Credit Plus Shares The 3 Most Effective Customer Portfolio Triggers to Minimize Business Credit Risk & Increase Collections

Do you have sufficient data, resources, and processes in place to identify credit risk on your own? If not, consider our Business Account Monitoring service, an external platform that you can use to monitor your credit portfolio automatically.  Our credit monitoring service will help you lower your credit risk and increase your collections. In addition, they give you an early warning of deteriorating customer credit.

Credit Plus offers insight/additional data elements not readily available such as:

  • Collections
  • Public record filings (such as liens, judgments, and bankruptcies)
  • Credit inquiries
  • And more

You cannot prevent your customer from engaging in risky financial behavior. The best you can do is to monitor your accounts to detect credit events that will affect your cash flow. However, manually monitoring your accounts requires constant attention. A more effective method is to automate your portfolio monitoring so you can be alerted when significant changes occur.

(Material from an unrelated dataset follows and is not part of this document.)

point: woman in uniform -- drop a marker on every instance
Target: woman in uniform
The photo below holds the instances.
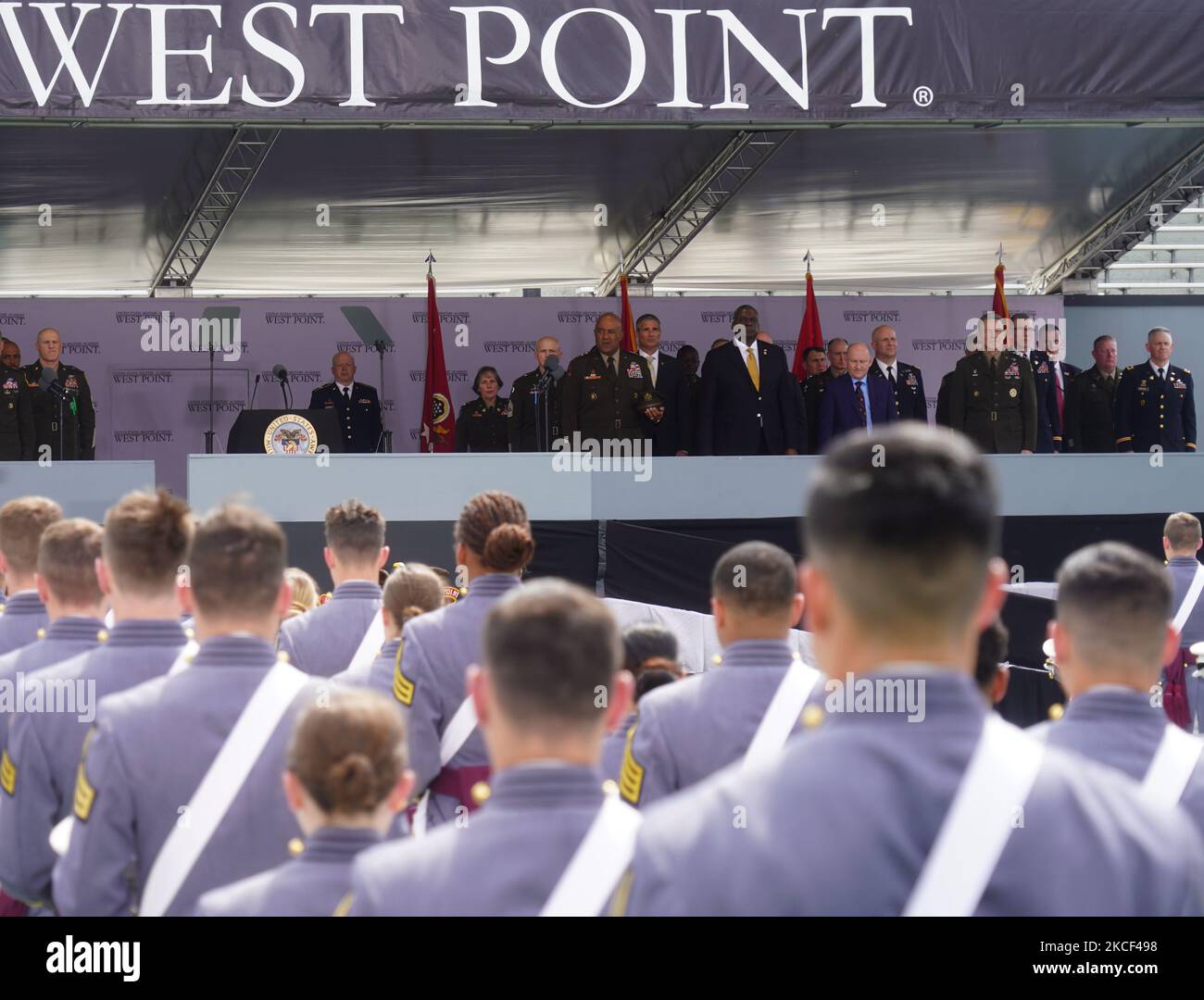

That’s precisely the purpose of a portfolio trigger. It is an automated alert or notification of a specific event that occurred on one of your accounts. You can set yourself up to receive portfolio triggers by:

  • Enrolling specific accounts for monitoring
  • Select trigger(s) – what types of credit risk events you want to be alerted to
  • Receive notification – obtain notification when/if the risky event occurs
  • Take action

Our Business Account Monitoring has more than 99 triggers that let you know of negative or positive events in your customer’s credit profile. But which ones are the most effective? Experian conducted a thorough study using three months of data and approximately 16 million unique alert records. It found these as the top three triggers:

  • Late 61-90 trade payment – There was a 15% likelihood of a business deteriorating in the next three months.
  • Late 31-60 trade payment – There was a 9% likelihood of a business deteriorating in the next three months. (The two triggers listed above are recorded by a lender or creditor about a specific business.)
  • Derogatory comment – not paying as agreed – Though this doesn’t get reported often when it does, you should take notice because that business has a 13% chance of going bad by the next quarter. When this is recorded on a business, the creditor is extremely frustrated and hoping that a derogatory comment will help them get repaid.

Business Account Monitoring from Credit Plus

Our portfolio monitoring service also offers notices so you can detect early signs of trouble on your business accounts.

Business Notices – Receive the most recent negative changes to a customer’s financial status weekly and bankruptcy filings daily.

Owner Notices – Learn when the owners or guarantors have financial difficulties long before your profit margin is impacted. Receive daily alerts for public records, including bankruptcies, derogatory payment information, collections, and more.

We can even score your portfolio to identify not only credit risks but opportunities as well. By reviewing up-to-date information on your customers, you can reduce delinquencies and maximize your profits. Portfolio scoring allows you to focus on only those who pose a credit risk or show potential for additional revenue. You’ll also be able to identify trends in your portfolio and refine your credit policy and practices accordingly.

If we’ve learned anything since 2020, it’s that the dynamics of a business can change incredibly quickly – so it’s essential to monitor them constantly. After all, you don’t want your business to end up with a tremendous amount of uncollected debt. Account monitoring is the most efficient way to minimize your risk.